André-Louis Paré
N° 117 – automne 2017

Émotions et arts visuels

Depuis toujours, l’art comme présence fictive favorise l’expression des émotions artistiques. Que ce soit par le théâtre, le récit romanesque, la musique, la peinture, la sculpture, la photographie, le cinéma et la vidéo, les humains sont disposés, comme lecteurs, spectateurs ou regardeurs, à s’émouvoir. Et même si, dans plusieurs catégories artistiques, l’expérience émotionnelle est toujours privilégiée, du côté des arts visuels il n’en a pas toujours été ainsi. Depuis la modernité, plusieurs courants artistiques, mais aussi plusieurs théoriciens de l’art, ont minimisé l’importance des émotions dans l’appréciation des oeuvres. L’avènement du formalisme, par exemple, a fait en sorte que les émotions n’avaient plus une place privilégiée. Pour un Theodor W. Adorno, la jouissance esthétique ne peut qu’être associée à un pur divertissement. Pour ce philosophe, le plaisir émotionnel que nous procurent certaines oeuvres se fait forcément au détriment de l’émancipation du spectateur 1.

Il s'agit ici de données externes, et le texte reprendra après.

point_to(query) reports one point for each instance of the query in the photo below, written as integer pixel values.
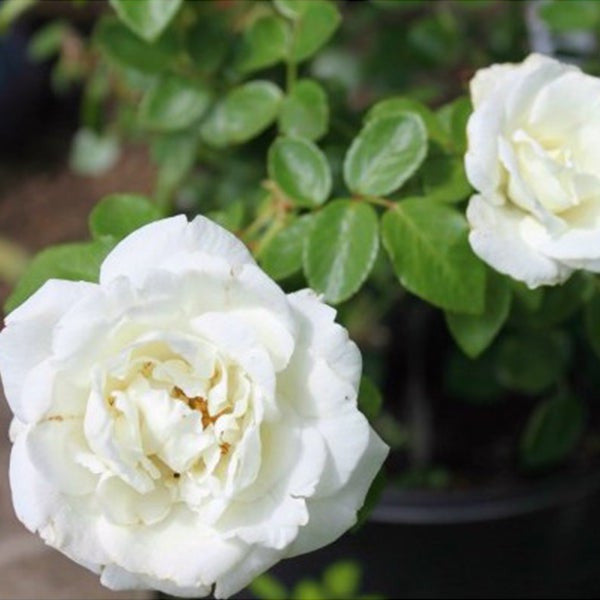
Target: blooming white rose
(534, 158)
(184, 423)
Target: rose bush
(183, 423)
(533, 158)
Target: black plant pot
(538, 541)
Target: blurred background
(68, 136)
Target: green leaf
(454, 117)
(553, 430)
(173, 103)
(567, 16)
(300, 170)
(401, 104)
(118, 215)
(387, 151)
(316, 23)
(530, 363)
(146, 18)
(591, 318)
(342, 247)
(444, 179)
(245, 112)
(128, 51)
(282, 255)
(93, 154)
(265, 43)
(77, 262)
(305, 112)
(474, 333)
(292, 9)
(308, 589)
(267, 587)
(47, 41)
(427, 243)
(342, 579)
(370, 400)
(175, 155)
(11, 10)
(207, 43)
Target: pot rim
(424, 507)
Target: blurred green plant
(340, 581)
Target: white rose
(534, 158)
(184, 424)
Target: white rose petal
(183, 424)
(534, 160)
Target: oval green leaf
(428, 246)
(119, 214)
(173, 103)
(265, 43)
(401, 104)
(305, 112)
(342, 247)
(93, 154)
(125, 49)
(146, 18)
(385, 154)
(282, 255)
(76, 262)
(300, 170)
(245, 112)
(315, 24)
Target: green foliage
(340, 581)
(118, 215)
(47, 41)
(314, 24)
(146, 18)
(126, 50)
(11, 10)
(305, 112)
(93, 154)
(454, 117)
(444, 178)
(567, 15)
(245, 112)
(474, 333)
(592, 323)
(300, 170)
(427, 243)
(341, 249)
(76, 262)
(400, 105)
(553, 431)
(265, 43)
(282, 254)
(173, 103)
(385, 154)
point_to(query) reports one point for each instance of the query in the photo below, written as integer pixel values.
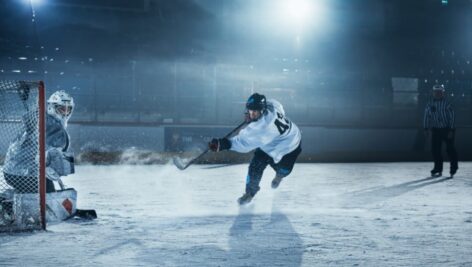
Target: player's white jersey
(273, 133)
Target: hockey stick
(182, 166)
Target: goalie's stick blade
(86, 214)
(179, 163)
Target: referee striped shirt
(438, 114)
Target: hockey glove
(217, 145)
(247, 118)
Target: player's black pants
(259, 162)
(438, 136)
(25, 184)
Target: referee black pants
(438, 136)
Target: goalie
(20, 169)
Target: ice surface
(384, 214)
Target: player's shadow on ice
(217, 166)
(253, 240)
(264, 240)
(376, 194)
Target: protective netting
(19, 155)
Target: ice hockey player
(20, 170)
(276, 140)
(439, 119)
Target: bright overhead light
(299, 15)
(33, 2)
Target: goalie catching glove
(220, 144)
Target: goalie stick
(182, 166)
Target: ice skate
(436, 173)
(276, 181)
(452, 172)
(245, 199)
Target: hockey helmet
(256, 102)
(438, 87)
(60, 105)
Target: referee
(439, 118)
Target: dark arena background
(155, 79)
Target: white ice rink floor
(385, 214)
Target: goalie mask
(60, 105)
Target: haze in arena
(235, 133)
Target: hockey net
(22, 156)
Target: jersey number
(282, 123)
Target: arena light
(33, 2)
(300, 14)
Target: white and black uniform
(276, 139)
(21, 166)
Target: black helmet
(256, 102)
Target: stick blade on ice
(178, 162)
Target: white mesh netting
(19, 155)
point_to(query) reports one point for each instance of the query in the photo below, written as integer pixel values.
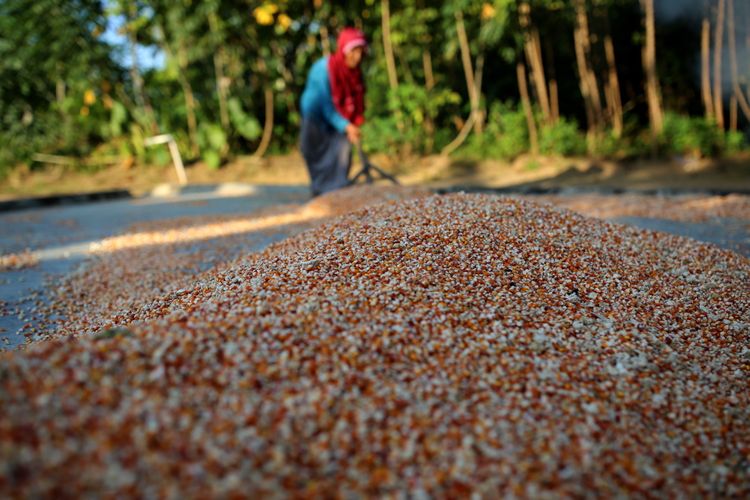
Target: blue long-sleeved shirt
(317, 100)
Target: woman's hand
(353, 133)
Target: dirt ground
(434, 171)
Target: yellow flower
(264, 14)
(488, 11)
(285, 21)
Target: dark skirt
(328, 156)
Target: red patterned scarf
(347, 87)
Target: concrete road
(62, 235)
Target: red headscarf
(347, 87)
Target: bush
(505, 135)
(563, 138)
(685, 135)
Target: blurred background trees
(609, 78)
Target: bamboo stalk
(739, 95)
(268, 124)
(708, 102)
(526, 102)
(718, 40)
(468, 70)
(649, 66)
(390, 61)
(614, 87)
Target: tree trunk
(589, 85)
(390, 61)
(534, 58)
(135, 75)
(649, 66)
(190, 104)
(219, 64)
(613, 102)
(471, 85)
(554, 102)
(708, 102)
(739, 94)
(268, 124)
(429, 84)
(524, 91)
(718, 40)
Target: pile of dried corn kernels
(438, 346)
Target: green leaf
(247, 126)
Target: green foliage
(734, 142)
(245, 125)
(693, 136)
(505, 135)
(562, 138)
(212, 141)
(63, 90)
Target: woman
(333, 106)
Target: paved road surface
(63, 234)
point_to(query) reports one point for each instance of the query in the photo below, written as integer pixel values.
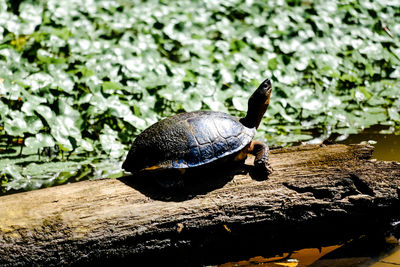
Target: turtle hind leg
(262, 168)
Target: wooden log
(317, 194)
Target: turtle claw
(261, 171)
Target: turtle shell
(187, 140)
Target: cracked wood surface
(314, 190)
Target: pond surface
(377, 251)
(374, 251)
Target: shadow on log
(316, 196)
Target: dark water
(380, 250)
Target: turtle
(202, 139)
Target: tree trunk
(316, 195)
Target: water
(375, 251)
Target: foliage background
(88, 75)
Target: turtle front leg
(261, 165)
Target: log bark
(317, 194)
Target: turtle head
(257, 105)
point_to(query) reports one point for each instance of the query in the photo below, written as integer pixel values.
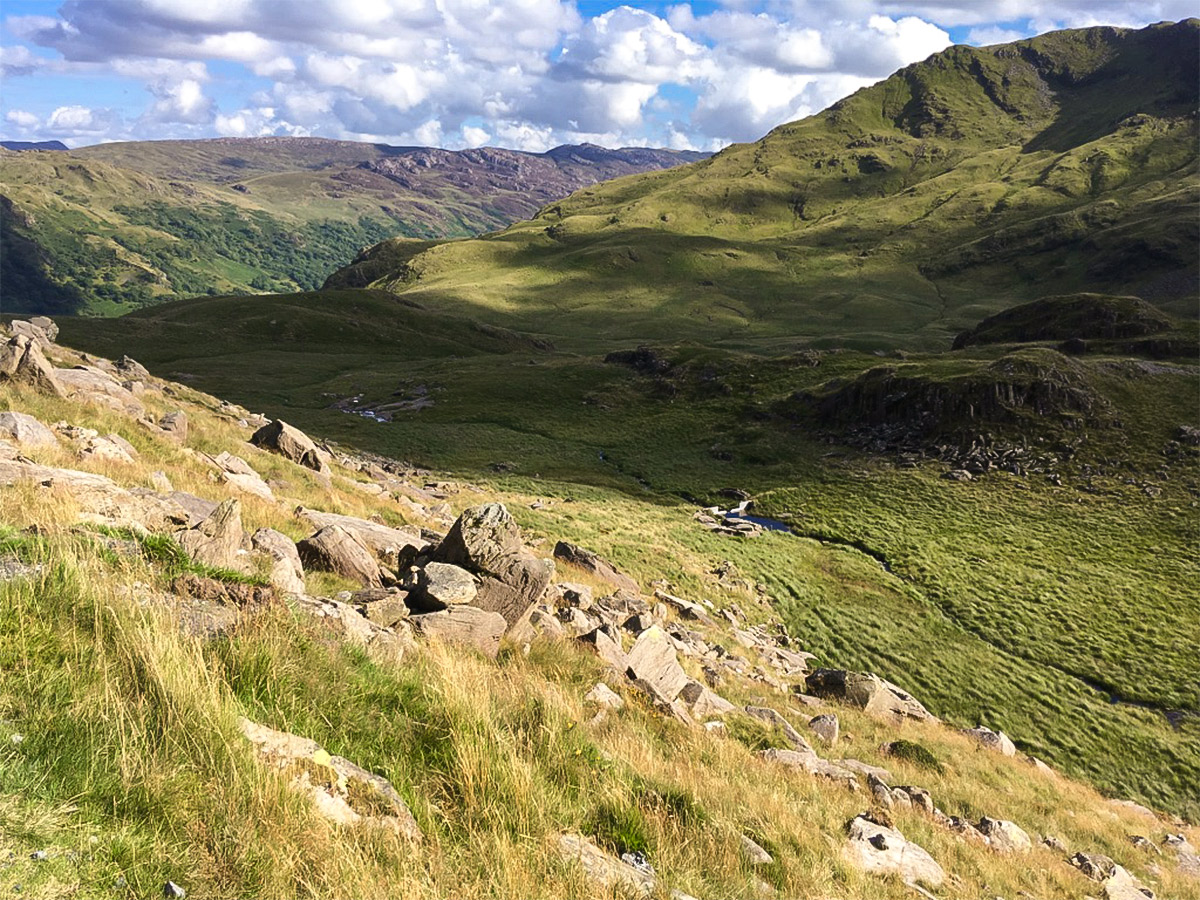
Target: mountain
(228, 675)
(107, 228)
(33, 145)
(898, 217)
(1007, 529)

Toutefois, depuis quelques années, l’exclusion des émotions du champ des arts visuels est remise en question. Grâce à d’importantes études dans le domaine des sciences sociales et des neurosciences cognitives, l’affectivité n’est plus l’autre de la pensée 2. Aussi, dans un texte intitulé Quelle émotion ! Quelle émotion ?, l’historien de l’art Georges Didi-Huberman ne néglige pas, quant à lui, la force politique des émotions 3. En faisant référence essentiellement aux pleurs, il rappelle que les émotions sont d’abord des motions, des mouvements qui nous portent hors de soi. Bien qu’elles nous affectent intimement, les émotions peuvent aussi nous transformer. Contrairement à une vision rationaliste où les émotions équivalent à des faiblesses, Didi-Huberman admet plutôt qu’elles constituent un mode d’existence pouvant s’exprimer au-delà de notre ego. Comme en témoigne l’exposition Soulèvements, elles permettent le passage de l’affect personnel à l’émoi collectif 4. Mais que dire des frissons ? Que dire de cette expérience émotionnelle qui se traduit physiquement par une drôle de sensation sur la peau ?

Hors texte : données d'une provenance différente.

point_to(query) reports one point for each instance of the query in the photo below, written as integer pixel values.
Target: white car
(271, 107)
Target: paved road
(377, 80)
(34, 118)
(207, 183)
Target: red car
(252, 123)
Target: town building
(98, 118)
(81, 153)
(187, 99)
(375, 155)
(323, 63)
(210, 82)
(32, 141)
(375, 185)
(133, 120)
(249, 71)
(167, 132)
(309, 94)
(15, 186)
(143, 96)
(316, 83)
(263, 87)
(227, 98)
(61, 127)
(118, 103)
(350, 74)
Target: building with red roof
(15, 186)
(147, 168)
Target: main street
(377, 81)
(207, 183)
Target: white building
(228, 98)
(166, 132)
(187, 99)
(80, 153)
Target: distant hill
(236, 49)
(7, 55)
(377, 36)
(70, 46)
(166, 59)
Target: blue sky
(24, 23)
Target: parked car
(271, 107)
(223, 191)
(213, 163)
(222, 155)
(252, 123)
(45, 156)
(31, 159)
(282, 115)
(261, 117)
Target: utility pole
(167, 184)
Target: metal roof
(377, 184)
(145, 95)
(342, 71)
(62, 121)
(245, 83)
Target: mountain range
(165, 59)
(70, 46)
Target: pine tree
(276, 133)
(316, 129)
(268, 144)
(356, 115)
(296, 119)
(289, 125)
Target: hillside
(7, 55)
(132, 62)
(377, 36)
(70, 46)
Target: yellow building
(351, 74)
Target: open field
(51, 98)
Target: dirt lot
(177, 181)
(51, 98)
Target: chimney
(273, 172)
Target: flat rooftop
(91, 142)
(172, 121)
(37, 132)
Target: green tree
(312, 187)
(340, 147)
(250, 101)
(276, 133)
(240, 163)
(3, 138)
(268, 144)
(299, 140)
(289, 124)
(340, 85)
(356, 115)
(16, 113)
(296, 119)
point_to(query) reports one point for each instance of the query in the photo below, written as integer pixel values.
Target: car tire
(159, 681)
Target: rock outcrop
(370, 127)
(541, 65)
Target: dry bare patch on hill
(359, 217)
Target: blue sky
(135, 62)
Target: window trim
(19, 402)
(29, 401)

Proposé et codirigé par Aseman Sabet, le dossier de ce no 117 témoigne de cette réactualisation de la dimension affective dans le domaine artistique. Qu’il s’agisse de réflexions à partir d’oeuvres abordant le frisson et ses déclinaisons conceptuelles, sinon de réflexions théoriques sur la réception esthétique au croisement d’enjeux à la fois sensoriels, affectifs et intellectuels, les textes de ce dossier visent à réinvestir la notion des émotions à la lumière des pratiques actuelles. Les contributions de Ray Cronin, Florian Gaité, Maria Golovteeva, Aseman Sabet, Dominique Sirois-Rouleau, Anne-Lou Vicente et l’entretien avec Sophie Jodoin démontrent que l’art actuel offre un bassin particulièrement fertile pour analyser le thème du frisson et ce qui en découle tant du point de vue de l’objet que du sujet. Reste à se demander jusqu’où les émotions artistiques, celles qui mènent au frisson, régénèrent notre être sensible au monde. Comment le spectateur, éloigné de toute contemplation esthétique, développe-t-il, par des expériences immersives, un imaginaire pouvant réaffirmer notre présence au monde ?

Ce no 117 d’ESPACE art actuel est aussi l’occasion de présenter, dans la section « Évènements », la 57e édition de la Biennale de Venise et la 8e édition de la Manif d’art de Québec. Il coïncide également avec le 30e anniversaire de la revue.

 


  1. Voir « La production industrielle des biens culturels » dans La dialectique de la raison, écrit en collaboration avec Max Horkheimer.
  2. Voir Dictionnaire Arts et Émotions (sous la direction de Mathilde Bernard, Alexandre Gefen et Carole Talon-Hugon), Paris, Éd. Armand Collin, 2016.
  3. Georges Didi-Huberman, Quelle émotion ! Quelle émotion ?, Montrouge, Éd. Bayard, Les petites conférences, 2016.
  4. Commissariée par Georges Didi-Huberman, l’exposition Soulèvements, qui a eu lieu au Jeux de Paume (Paris) du 18 octobre 2016 au 15 janvier 2017, sera présentée à l’automne 2018 à la Galerie de l’UQAM ainsi qu’à la Cinémathèque québécoise.